Admittedly, the massive investments in infrastructure will enable the economy to restart, but this
will not be enough, we must seize this opportunity to accelerate the structural transformation of our
savings. We need to move towards the massive transformation of our raw materials, particularly with regard to
concerns agriculture by ensuring that the added values generated directly impact the base of
the population, starting with the producers who represent more than 70% of our working population. He
must also seize this opportunity to accelerate the operationalization of the Free Trade Area
African continent by stimulating intra-regional trade and promoting intra-regional value chains
to increase the resilience of our economies.
It is at this level that investment banks like Sirius Capital must more than ever play their role in
structuring financial instruments that will facilitate access to financing for both actors
public than private. At the level of the public sector, we are already engaged with States in
their efforts to raise capital on regional and international markets both in the form
bond issues than in the form of bilateral loans.
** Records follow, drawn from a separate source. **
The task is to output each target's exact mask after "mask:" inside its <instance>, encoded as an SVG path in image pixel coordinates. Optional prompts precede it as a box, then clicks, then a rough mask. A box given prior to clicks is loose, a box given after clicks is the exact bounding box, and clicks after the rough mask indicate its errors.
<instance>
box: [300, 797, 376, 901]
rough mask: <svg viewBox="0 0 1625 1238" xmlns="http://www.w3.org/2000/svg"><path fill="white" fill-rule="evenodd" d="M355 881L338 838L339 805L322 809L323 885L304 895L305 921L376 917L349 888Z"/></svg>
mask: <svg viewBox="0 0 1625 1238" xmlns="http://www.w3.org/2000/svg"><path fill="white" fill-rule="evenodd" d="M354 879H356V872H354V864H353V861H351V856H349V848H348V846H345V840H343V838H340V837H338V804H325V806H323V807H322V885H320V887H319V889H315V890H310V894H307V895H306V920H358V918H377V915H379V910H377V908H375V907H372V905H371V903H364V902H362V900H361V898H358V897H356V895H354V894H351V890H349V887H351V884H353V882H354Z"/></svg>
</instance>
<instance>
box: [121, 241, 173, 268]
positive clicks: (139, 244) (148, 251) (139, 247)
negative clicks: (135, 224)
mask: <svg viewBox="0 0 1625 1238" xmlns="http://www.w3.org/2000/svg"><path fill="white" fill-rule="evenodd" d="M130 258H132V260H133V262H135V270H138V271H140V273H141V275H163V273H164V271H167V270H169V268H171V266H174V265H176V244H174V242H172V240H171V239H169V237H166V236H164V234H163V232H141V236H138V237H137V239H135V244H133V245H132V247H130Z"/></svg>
We can also cite, for example, “blended finance” type structures which consist of the
mobilization of capital jointly at the level of development institutions and the private sector,
relying on the funds made available by development partners to limit the risks
related to investments at a level acceptable to private lenders.
This type of financing could have a multiplier effect on the resources allocated by DFIs
(Finance and Development Institutions: Editor's note), and make it possible to fill the financing gap at
short term estimated at several hundred billion dollars.